Zn stents have been recently discovered as potential candidates for the production of bioresorbable stents because of their favorable degradation pattern [Citation27]. We have previously demonstrated that zinc-alloyed with minimal amounts of silver (Ag) contributes to its high mechanical stability and unique fracture resistance and improves the mechanical characteristics of pure zinc material [9]. Zinc stents are characterized by a fairly slow degradation pattern and equal biocompatibility compared with PLLA or Magnesium stent materials [Citation9]. The Zn-stent bioresorption occurs much slower than that of clinically used Mg-alloy stents and is slightly faster than that of PLLA stent materials ranging from 12 to 24 months [Citation9,Citation28]. After a period of 6–12 months, Zn-stents are resorbed by 20–30% within the vessel wall but are already completely endothelialized after one month [Citation9,Citation28].

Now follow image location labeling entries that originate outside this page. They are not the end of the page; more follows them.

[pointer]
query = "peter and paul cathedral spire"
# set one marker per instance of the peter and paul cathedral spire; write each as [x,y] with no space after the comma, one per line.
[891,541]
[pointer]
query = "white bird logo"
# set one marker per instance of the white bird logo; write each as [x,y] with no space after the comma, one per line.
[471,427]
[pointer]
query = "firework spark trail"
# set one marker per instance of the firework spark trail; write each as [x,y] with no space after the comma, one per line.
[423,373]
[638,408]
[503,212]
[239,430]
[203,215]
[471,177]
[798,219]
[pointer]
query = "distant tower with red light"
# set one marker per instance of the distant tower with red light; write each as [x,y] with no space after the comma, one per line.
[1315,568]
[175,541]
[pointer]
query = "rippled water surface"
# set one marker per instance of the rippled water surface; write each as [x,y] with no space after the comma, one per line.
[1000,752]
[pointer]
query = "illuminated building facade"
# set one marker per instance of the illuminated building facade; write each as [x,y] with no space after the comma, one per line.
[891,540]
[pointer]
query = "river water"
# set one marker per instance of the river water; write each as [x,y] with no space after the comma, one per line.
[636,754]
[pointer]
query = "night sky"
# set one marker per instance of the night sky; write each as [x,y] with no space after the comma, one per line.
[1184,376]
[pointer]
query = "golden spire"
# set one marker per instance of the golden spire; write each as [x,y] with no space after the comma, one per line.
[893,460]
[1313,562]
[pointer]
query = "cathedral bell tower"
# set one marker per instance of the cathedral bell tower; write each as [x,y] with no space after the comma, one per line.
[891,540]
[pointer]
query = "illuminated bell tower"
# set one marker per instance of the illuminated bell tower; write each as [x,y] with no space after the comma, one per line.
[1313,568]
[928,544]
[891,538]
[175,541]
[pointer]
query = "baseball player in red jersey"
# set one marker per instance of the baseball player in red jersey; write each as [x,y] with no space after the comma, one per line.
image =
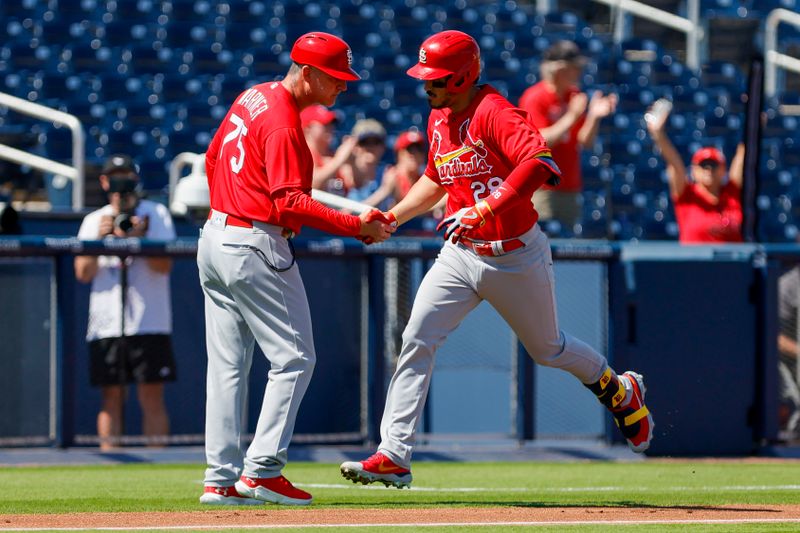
[488,157]
[259,172]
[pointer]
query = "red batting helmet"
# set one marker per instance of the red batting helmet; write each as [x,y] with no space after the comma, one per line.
[449,53]
[326,52]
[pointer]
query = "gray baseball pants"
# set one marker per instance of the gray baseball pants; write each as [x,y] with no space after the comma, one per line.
[246,302]
[519,285]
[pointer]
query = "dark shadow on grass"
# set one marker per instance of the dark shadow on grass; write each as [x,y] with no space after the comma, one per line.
[543,505]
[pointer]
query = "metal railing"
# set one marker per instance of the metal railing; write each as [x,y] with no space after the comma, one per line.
[76,172]
[772,58]
[690,26]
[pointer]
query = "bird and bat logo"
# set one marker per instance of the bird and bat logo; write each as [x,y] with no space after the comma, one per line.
[466,161]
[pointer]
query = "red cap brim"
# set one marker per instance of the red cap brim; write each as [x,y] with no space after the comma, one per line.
[346,75]
[421,72]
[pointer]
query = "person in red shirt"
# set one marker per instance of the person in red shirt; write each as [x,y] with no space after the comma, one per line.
[410,151]
[259,171]
[488,158]
[318,123]
[568,120]
[708,207]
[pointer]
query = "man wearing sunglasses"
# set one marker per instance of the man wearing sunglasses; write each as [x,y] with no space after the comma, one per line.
[707,198]
[133,346]
[488,158]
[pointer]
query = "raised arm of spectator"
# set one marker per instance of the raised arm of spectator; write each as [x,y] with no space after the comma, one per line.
[736,170]
[555,132]
[328,170]
[600,106]
[385,189]
[676,170]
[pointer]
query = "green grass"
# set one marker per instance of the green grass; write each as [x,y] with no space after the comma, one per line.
[146,487]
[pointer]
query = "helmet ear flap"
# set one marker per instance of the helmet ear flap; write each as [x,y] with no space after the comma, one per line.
[461,81]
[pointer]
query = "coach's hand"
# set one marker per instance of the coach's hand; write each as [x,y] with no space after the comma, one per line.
[376,226]
[464,220]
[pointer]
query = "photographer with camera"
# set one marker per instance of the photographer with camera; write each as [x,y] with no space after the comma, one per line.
[134,346]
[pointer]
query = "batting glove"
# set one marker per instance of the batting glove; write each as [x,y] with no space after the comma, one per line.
[464,220]
[387,218]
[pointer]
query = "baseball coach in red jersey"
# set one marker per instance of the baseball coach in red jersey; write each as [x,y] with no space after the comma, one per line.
[259,173]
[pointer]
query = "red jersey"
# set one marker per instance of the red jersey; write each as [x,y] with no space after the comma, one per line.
[545,108]
[701,218]
[258,151]
[473,151]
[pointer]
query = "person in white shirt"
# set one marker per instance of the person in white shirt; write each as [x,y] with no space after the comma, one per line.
[142,353]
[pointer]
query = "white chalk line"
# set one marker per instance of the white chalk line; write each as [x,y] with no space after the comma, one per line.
[554,523]
[715,488]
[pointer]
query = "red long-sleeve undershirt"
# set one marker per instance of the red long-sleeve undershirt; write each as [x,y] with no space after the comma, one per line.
[297,208]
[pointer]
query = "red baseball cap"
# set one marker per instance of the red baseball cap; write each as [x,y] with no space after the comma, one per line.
[708,153]
[326,52]
[317,113]
[407,138]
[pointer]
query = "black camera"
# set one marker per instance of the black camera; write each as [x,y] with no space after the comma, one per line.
[124,222]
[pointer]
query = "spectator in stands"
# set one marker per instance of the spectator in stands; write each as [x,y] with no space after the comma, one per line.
[788,302]
[411,154]
[568,120]
[362,175]
[140,353]
[318,123]
[708,206]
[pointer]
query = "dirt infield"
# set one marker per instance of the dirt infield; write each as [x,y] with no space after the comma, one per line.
[218,518]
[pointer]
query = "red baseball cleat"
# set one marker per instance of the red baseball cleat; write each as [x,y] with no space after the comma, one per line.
[377,468]
[272,489]
[634,419]
[226,496]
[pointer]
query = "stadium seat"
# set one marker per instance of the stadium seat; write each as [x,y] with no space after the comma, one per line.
[94,59]
[188,11]
[723,74]
[29,55]
[145,59]
[133,11]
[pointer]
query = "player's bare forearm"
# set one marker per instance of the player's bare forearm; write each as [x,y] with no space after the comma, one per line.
[588,132]
[424,194]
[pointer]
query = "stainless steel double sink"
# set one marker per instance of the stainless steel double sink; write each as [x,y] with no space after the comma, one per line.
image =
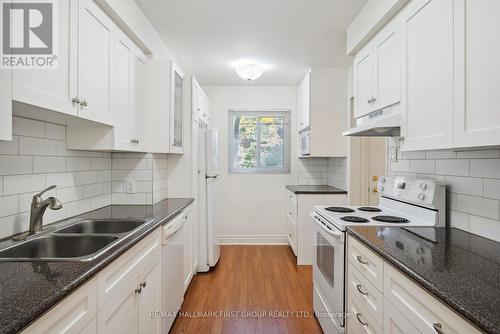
[82,241]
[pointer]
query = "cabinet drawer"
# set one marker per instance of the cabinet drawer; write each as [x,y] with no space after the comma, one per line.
[360,319]
[422,309]
[363,290]
[291,197]
[118,273]
[72,315]
[367,262]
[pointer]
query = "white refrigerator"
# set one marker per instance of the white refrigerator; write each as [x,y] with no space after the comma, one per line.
[208,172]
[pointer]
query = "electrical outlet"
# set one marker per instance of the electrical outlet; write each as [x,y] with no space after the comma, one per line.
[130,186]
[393,154]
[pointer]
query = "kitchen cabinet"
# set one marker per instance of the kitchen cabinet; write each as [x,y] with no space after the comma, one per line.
[55,89]
[428,75]
[6,104]
[377,70]
[158,106]
[322,110]
[176,110]
[382,299]
[299,225]
[75,314]
[303,108]
[95,59]
[477,71]
[188,246]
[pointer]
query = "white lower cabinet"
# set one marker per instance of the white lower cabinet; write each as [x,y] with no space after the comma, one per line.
[397,306]
[75,314]
[299,228]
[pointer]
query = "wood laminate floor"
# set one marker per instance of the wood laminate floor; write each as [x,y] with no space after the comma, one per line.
[253,289]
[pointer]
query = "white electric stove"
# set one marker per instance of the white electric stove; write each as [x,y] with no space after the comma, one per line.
[404,202]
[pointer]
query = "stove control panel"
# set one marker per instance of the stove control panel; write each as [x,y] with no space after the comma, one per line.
[419,191]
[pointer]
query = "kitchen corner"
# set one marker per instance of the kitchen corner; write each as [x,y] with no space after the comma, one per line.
[31,288]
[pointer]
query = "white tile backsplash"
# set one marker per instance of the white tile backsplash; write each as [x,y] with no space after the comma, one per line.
[37,157]
[473,185]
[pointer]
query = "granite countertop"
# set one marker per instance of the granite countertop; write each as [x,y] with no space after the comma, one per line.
[459,268]
[315,190]
[29,289]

In this study, we demonstrate that Zn alloy stents with flexible, ultra-thin center struts can be expanded with a standard stent delivery balloon without inducing stent strut fractures. Moreover, ultrathin stent struts can be post-dilated with ease optimizing endovascular treatment of the side branch orifice. The observed favorable results are due to the fact that the tested Zn alloy stent material is characterized by a high elongation-to-fracture rate which prevented stent surface cracks and fissures or strut breakage in this study. No embolization of any stent particles was noted. We corroborated earlier clinical data that a stent design with thicker stent struts leads to more neointimal formation, and that a thin stent strut design should be preferred if stent performance and mechanical stability are unaltered. In addition, we demonstrate advantages for a Zn-alloy stent coated with a sirolimus eluting PLLA layer (Zn-DES) by reducing post-interventional neointimal formation in the vessel.

Declaration of interest

C.H., A.K., S.S., H.F., and E.N. filed patent applications; Limedion GmbH and optimed GmbH are manufactures of stent materials, stents and catheters.

Correction Statement

This article has been republished with minor changes. These changes do not impact the academic content of the article.

Additional information

Funding

The authors thank the BMBF Research Foundation, Germany, for financial support [13GW0035B] of this study. Any opinions, findings, and conclusions or recommendations expressed in this material are those of the authors and do not necessarily reflect the views of the BMBF.